It is with great pleasure that I get to announce that my dad, Kenneth Kamiya, will be receiving a Hawaii United Okinawan Association Legacy Award. He is just one of many other Okinawans, who have strived to be at the best at what he does both locally and nationally. I’m thrilled that he’s being recognized for he years of work as a farmer, leader, and educator.
My dad will get to have his day of glory when the Okinawan community really gets to know who he is and what he has done over the years. There will be a nice festivities and a celebration to feature all of the work that he has put in to get where he is now.

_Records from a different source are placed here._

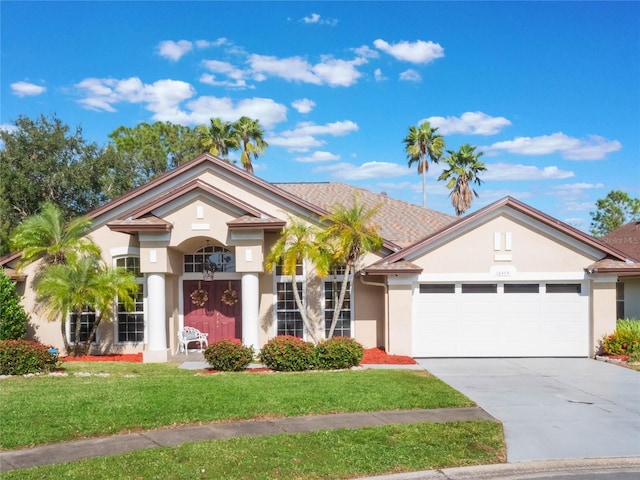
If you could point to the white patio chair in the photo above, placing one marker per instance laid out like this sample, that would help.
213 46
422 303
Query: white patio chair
187 335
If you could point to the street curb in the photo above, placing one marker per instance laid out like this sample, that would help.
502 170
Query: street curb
521 470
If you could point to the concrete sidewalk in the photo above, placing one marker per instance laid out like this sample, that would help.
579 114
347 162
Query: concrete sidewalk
171 437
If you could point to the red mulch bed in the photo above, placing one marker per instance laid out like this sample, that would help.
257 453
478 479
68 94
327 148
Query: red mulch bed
378 356
371 356
116 357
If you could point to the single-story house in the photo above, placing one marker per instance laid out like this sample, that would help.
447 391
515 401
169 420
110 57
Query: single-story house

After that, he will still be the same person I always knew, my dad.
The very next day after this celebration, he’ll still get up at 5:30 in the morning and get into his favorite work clothes that’s is worn and stained. He’ll jump into his truck and head down to the farm. He might open up the office and open up the books to make sure the business is in good running order. He will walk the fields checking the irrigation lines and scan the leaves of the papaya trees to make sure the bugs aren’t attacking or the other pests are damaging his trees. He will also check the tractors and other equipment to make sure it is all in working order and fueled up and ready to go.
He does his usual routine of checking emails to see what’s happening on the legal front with lawmakers attempting to make his work even harder. He’d rather spend more time out on the field farming and driving the tractor around then tinkering on emails to defend his work, but recently that has been part of the routine as more lawmakers would rather regulate it that nurture its existing farmers. He still will do his part to do what it takes to get those papayas out to his adoring customers week after week, year after year.
The Legacy Award is indeed a great honor for a farmer in this day and age where it has become the norm to attack and criticize their work. The farmer will look past it and know that he’s indeed doing a good thing for the many people who appreciate his chosen occupation to feed others. It is a very noble field that is taken for granted by a vocal minority who have no appreciation or understanding of his work. My dad, the farmer, will go on after receiving this award, just the same as any other day with a slightly fuller feeling of appreciation that someone took the time to say, “You’ve done a good thing.”